Brazil, Russia, India, China, and South Africa… BRICS. The term was originally coined by Goldman Sachs economist Jim O’Neill and refers to the formerly mentioned, who are viewed as rising powers on the global stage. The BRICS countries are known for their significant influence in regional and global affairs, particularly in terms of economics, politics, and development.
The role and contribution of the BRICS is significant to the world economy in terms of population (40%), GDP (25% nominal and US$ 16.039 trillion), land coverage (30%), world trade (18%), and global forex (US$ 4 trillion). The main objectives of the BRICS grouping include promoting cooperation among member countries on goals such as economic growth, development, trade, investment, and political dialogue.
BRICS leaders hold annual summits to discuss issues of mutual interest, cooperation, and strategy. Over time, the agenda of these summits has expanded to include discussions on global financial redirection, climate change, cybersecurity, and other major international issues. BRICS held their most recent Summit from August 22nd through 24th in Johannesburg, South Africa to discuss the “de-dollarization” of the collective countries among other topics. Although there have been suggestions of creating a new currency, it is more likely that they’ll continue to trade using their own local currencies and provide financing through the New Development Bank.
What does this do for the global economic order?

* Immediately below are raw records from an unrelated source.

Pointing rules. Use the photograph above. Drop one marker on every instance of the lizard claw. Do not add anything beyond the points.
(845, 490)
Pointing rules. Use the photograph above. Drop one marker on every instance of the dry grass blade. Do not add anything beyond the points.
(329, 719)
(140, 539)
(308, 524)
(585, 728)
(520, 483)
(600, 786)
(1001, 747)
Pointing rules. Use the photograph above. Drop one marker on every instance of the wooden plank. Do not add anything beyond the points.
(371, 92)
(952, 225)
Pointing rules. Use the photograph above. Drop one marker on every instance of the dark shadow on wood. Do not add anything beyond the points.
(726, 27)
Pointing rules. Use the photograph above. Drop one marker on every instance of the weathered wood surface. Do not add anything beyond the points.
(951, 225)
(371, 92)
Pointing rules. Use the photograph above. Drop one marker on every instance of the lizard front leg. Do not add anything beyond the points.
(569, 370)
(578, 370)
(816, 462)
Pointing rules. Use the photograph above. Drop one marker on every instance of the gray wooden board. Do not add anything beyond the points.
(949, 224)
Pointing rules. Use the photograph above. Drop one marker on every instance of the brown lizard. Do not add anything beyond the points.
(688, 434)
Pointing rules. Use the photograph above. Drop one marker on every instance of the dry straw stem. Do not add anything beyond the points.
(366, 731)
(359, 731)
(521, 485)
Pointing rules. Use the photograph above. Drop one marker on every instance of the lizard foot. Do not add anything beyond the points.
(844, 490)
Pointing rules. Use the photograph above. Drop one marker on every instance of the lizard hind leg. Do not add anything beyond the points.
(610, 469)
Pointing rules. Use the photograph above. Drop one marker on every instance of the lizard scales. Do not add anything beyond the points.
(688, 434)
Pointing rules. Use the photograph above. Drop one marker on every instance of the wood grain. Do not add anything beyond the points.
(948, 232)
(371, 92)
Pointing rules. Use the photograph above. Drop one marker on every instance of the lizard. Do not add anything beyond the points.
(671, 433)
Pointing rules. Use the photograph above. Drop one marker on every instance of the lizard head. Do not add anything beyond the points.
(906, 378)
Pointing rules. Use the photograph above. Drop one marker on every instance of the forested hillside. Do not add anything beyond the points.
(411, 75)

For starters, it highlights differences between the West and the BRICS countries. The BRICS Summit attempts to work towards a system that is adjacent to the West’s and is open to new members who strive for representation on the global stage. The further development of BRICS initiatives additionally aim to influence the restructuring of the global economic and political order that the West has primarily held the reins on since the end of World War II.